Но роза под плач соловьиный разорвала свои ризы,
Раскаты рыдающей песни бесследно покой унесли мой.
О ты, что в сердцах обитаешь! О ты, что, как облако, таешь,
Являешься и исчезаешь за тайною неисследимой!
Тебе принеся свою клятву, все прежние клятвы забыл я.
Обетов и клятв нарушенье — во имя твое — несудимо.
О странник, в чьих полах застряли шипы одинокой печали,
Увидя цветущий весенний цветник, обойди его мимо.
О сваленный с ног своим горем дервиш, безнадежно влюбленный,
Не верь ни врачам, ни бальзаму! Болезнь твоя неисцелима!
Но если любовь нам запретна и сердца стремление тщетно,
Мы скроемся в дикой пустыне, ветрами и зноем палимой.
Все остропернатые стрелы в твоем, о кумир мой, колчане
Пронзят меня… Жертв твоих сонмы умножу я, раной томимый.

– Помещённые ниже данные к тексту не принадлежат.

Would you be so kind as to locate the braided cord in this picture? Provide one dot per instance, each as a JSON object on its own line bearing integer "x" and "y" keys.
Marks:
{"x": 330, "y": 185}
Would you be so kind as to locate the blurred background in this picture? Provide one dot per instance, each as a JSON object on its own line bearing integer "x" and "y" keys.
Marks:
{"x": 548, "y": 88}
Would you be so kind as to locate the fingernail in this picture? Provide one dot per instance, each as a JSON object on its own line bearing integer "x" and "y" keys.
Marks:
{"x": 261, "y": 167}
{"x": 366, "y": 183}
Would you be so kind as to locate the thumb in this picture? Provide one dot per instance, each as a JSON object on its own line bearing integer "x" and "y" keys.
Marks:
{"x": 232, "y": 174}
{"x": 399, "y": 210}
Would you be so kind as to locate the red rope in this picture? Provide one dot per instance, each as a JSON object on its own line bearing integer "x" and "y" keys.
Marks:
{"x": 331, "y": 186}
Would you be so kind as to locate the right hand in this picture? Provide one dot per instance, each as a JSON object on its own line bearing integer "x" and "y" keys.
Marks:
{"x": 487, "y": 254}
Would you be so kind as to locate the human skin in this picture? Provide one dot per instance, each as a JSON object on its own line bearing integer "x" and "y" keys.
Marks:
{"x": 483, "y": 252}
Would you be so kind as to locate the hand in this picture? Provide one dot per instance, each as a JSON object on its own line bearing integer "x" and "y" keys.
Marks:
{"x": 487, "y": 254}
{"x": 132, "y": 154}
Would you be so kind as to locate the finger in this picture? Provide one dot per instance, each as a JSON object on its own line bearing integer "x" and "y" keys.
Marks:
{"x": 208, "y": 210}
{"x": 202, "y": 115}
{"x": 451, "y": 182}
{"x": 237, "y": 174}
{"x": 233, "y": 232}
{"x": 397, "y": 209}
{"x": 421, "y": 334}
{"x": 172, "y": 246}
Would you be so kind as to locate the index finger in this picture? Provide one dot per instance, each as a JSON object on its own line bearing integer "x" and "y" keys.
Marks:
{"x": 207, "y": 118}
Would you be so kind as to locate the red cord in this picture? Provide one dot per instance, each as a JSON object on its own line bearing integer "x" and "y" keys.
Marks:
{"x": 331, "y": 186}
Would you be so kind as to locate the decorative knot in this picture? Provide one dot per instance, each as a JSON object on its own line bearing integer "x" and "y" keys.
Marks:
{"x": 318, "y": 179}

Кто взглянет на лик твой, на брови, подобные черному луку,
Пусть мудрость свою и терпенье подымет, как щит нерушимый.
«Зачем, Саади, ты так много поешь о любви?» — мне сказали.
Не я, а поток поколений несметных поет о любимой!
Когда б на площади Шираза ты кисею с лица сняла,
То сотни истых правоверных ты сразу бы во грех ввела.
Тогда б у тысяч, что решились взглянуть на образ твой прекрасный,
У них у всех сердца, и разум, и волю ты б отобрала.